Yeah baby! How you like us now, jiotch? Things aren't quite so jihappy when you're on the business end of a 25 year reservation at...wait...What'd he say?

Some scholars and former prosecutors say the government should have known better than to bring some of its recent failed cases and that a lack of selectivity and judgment, along with a reliance on stale evidence and links to groups not at the core of the current threat, may be harming the effort to combat terrorism.

"Government should have known better..." Where have we heard that before?

From the Sept. 11 attacks to last July, the government started 108 material-support prosecutions and completed 62, according to an article by Robert M. Chesney, a law professor at Wake Forest University, juries convicted 9 defendants, 30 defendants pleaded guilty, and 11 pleaded guilty to other charges. There were eight acquittals and four dismissals.
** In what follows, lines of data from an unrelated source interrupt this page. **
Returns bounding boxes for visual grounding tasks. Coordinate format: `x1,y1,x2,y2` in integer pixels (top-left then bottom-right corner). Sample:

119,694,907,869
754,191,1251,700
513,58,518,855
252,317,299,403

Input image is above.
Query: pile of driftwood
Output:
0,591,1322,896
Eighteen were called on account of darkness and twelve were rescheduled as twi-night double headers.

Material-support cases are just a small fraction of what the Justice Department counts as terrorism prosecutions, and in the larger picture the government is not doing nearly as well. According to the Center on Law and Security at the New York University School of Law, the government has a 29 percent conviction rate in terrorism prosecutions overall, compared with 92 percent for felonies generally.

Oh, sure, it always looks bad when you count winning as "convictions."

Instead of trying to prove that the defendants knew they were supporting terrorists, William Neal, a juror said, prosecutors “danced around the wire transfers by showing us videos of little kids in bomb belts and people singing about Hamas, things that didn’t directly relate to the case.”

"But all those people were brown," responded a spokesperson for the Justice Department. "I mean, how much proof do they want?"

Civil liberties groups pointed to the collapse of a case against men once accused of being part of a terrorism sleeper cell in Detroit, to the combination of acquittals and deadlocks in the trials of a Saudi student in Idaho and a Palestinian professor in Florida and to the convictions of two men on relatively minor charges in February after a three-month terrorism trial. " On the other hand, this is about the best you can hope for when your team is all graduates of Regent University Law School," said one spokesperson.

Juries “are demanding strict proof” these days, said Thomas M. Melsheimer, a former federal prosecutor. "And that automatically puts the 'because he's brown' strategy at a disadvantage. Even if you do add the 'Plus he's not a christian' coda."

“I think the government won when it froze the assets and shut down the organization,” said Matthew D. Orwig, a lawyer in Dallas who was until recently United States attorney for the Eastern District of Texas. “Then it piled a loss on top of a win because it lost the prosecution, in an arguably superfluous action."

"Superfluous?" You mean like the war in Iraq?